Network Inference


We previously constructed an “Environment and Gene Regulatory Influence Network” (EGRIN) for Halobacterium salinarum NRC‐1 (Bonneau et al, 2007). This model was constructed in two steps. First, modular organization of gene regulation was deciphered through semi‐supervised biclustering of gene expression, guided by biologically informative priors and de novo cis‐regulatory GRE detection for module assignment (cMonkey; Reiss et al, 2006). Second, using a regression‐based approach, transcriptional changes of genes within each bicluster were modeled as a linear combination of influences of TFs and environmental factors (Inferelator; Bonneau et al, 2006). While full description of these algorithms is beyond the scope of this work, readers are encouraged to refer to the original papers and Supplementary Information for more detail.

The EGRIN networks learned by cMonkey and Inferelator accurately predicted transcriptional changes in new environments, a feat that has subsequently been replicated by other network inference strategies (Faith et al, 2007; Lemmens et al, 2009; Marbach et al, 2012); yet, these network models have failed to capture detailed regulatory mechanisms that operate only in specific environments, at non‐canonical genomic locations, or in complex combinatorial schemes.

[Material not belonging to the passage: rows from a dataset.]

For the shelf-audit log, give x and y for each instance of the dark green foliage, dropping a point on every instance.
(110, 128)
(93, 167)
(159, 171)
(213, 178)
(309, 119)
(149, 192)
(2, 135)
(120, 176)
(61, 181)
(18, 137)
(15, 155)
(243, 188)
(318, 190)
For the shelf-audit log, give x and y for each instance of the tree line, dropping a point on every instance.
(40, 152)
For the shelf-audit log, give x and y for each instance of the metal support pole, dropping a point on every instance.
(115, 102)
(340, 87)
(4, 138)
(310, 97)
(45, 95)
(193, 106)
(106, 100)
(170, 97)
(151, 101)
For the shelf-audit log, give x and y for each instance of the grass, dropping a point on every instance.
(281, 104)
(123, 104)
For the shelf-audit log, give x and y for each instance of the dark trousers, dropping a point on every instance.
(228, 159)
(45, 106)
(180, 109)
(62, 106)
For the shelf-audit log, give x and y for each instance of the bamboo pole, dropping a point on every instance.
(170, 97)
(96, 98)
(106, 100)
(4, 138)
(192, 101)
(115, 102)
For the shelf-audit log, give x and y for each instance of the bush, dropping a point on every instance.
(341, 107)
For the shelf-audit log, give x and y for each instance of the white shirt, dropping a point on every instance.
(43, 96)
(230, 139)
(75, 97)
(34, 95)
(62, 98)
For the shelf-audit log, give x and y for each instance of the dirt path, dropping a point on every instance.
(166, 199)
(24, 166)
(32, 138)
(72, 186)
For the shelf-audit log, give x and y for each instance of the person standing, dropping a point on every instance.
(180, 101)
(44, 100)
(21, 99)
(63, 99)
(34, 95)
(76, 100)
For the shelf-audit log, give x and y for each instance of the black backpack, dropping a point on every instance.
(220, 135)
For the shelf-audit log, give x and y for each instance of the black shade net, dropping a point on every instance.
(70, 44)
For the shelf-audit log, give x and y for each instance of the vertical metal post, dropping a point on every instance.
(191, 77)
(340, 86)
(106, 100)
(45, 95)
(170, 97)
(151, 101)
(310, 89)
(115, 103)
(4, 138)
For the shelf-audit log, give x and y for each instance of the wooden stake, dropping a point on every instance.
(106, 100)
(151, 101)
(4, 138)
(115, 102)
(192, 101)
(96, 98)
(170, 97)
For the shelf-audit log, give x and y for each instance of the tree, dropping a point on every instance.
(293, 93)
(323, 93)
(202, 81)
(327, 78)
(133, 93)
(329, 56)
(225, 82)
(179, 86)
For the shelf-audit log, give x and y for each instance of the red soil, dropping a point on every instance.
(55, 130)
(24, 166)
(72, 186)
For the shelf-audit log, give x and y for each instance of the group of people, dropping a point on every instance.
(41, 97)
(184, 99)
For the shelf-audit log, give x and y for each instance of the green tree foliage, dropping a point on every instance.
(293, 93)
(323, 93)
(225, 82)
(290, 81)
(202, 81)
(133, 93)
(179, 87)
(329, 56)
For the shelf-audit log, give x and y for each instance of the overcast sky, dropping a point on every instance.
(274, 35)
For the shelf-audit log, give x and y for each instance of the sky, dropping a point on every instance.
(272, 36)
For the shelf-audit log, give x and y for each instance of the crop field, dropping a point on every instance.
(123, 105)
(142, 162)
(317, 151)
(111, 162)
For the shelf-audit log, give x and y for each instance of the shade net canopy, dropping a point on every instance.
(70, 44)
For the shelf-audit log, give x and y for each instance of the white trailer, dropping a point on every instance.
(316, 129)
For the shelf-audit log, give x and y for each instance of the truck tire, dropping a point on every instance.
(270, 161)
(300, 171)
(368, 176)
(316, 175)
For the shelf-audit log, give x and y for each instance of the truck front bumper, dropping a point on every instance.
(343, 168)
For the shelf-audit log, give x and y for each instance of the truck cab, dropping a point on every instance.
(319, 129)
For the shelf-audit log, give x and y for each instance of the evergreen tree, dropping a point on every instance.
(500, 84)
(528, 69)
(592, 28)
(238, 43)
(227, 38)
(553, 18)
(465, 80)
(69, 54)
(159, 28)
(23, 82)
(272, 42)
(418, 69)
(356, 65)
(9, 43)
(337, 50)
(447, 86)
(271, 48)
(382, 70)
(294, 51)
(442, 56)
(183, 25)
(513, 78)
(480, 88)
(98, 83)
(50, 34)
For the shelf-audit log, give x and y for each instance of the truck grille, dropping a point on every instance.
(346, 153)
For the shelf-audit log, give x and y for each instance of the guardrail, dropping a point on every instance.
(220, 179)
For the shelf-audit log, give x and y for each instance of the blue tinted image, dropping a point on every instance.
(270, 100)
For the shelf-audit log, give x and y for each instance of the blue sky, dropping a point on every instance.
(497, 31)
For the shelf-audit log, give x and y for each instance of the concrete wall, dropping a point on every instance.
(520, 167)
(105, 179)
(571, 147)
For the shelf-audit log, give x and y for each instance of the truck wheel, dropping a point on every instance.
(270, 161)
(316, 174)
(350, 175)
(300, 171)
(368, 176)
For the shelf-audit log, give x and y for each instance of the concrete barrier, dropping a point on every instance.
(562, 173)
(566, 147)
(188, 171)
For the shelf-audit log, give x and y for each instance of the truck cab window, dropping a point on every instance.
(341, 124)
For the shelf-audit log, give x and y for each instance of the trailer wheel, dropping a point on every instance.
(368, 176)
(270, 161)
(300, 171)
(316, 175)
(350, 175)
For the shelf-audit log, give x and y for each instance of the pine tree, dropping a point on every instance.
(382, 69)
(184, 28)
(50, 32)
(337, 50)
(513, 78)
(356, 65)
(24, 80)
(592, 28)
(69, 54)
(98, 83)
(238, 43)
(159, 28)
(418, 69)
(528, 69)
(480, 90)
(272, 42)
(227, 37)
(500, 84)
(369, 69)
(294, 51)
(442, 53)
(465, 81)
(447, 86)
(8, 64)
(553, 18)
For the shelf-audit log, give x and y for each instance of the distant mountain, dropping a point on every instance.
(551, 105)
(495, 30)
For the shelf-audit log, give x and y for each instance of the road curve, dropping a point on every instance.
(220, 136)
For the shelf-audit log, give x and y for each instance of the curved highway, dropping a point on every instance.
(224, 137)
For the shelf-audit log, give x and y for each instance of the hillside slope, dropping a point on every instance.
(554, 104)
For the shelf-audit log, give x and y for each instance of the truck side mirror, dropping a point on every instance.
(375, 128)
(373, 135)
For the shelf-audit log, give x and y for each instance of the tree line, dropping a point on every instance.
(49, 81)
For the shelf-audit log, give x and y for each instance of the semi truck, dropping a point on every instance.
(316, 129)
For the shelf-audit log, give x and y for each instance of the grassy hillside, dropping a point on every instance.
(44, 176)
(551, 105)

We made significant advancement to inference of GRNs that overcomes many of these challenges. We have developed a methodology applicable to any sequenced microbe in culture to infer EGRIN 2.0 models for two representative organisms from the primary branches of prokaryotic life—bacteria and archaea: (1) Escherichia coli, a bacterium with a wealth of information about transcriptional regulatory mechanisms and related experimental data (Salgado et al, 2012); and (2) H. salinarum, an archaeon with few examples of regulatory mechanisms that have been characterized in detail, but extensive experimental data from recently conducted systems biology studies (Bonneau et al, 2007; Koide et al, 2009). The wide range of prior knowledge for these organisms proved invaluable for testing our model. In addition, we have also conducted new experiments that validate EGRIN 2.0‐predicted complex modulation of the E. coli transcriptome structure during varying stages of growth in rich media.

EGRIN 2.0 models the organization of GREs within every promoter and their distributions across the entire genome—even in non‐canonical locations—and links the contexts in which they act to conditional co‐regulation of genes. These features are formalized in EGRIN 2.0 by condition‐specific, co‐regulated modules or corems. Corems are overlapping sets of co‐regulated genes that, in some cases, group together genes from different regulons and, in other cases, subdivide genes of the same regulon, or even the same operon. EGRIN 2.0 formalizes how the genome‐wide coordination of previously characterized and newly discovered regulatory mechanisms dynamically associates genes into corems, bringing together functionally related genes from different operons and regulons whose deletions have similar impact on cellular fitness. Our results show how prokaryotes, much like eukaryotes, can produce complex gene expression patterns with a relatively small number of regulatory components.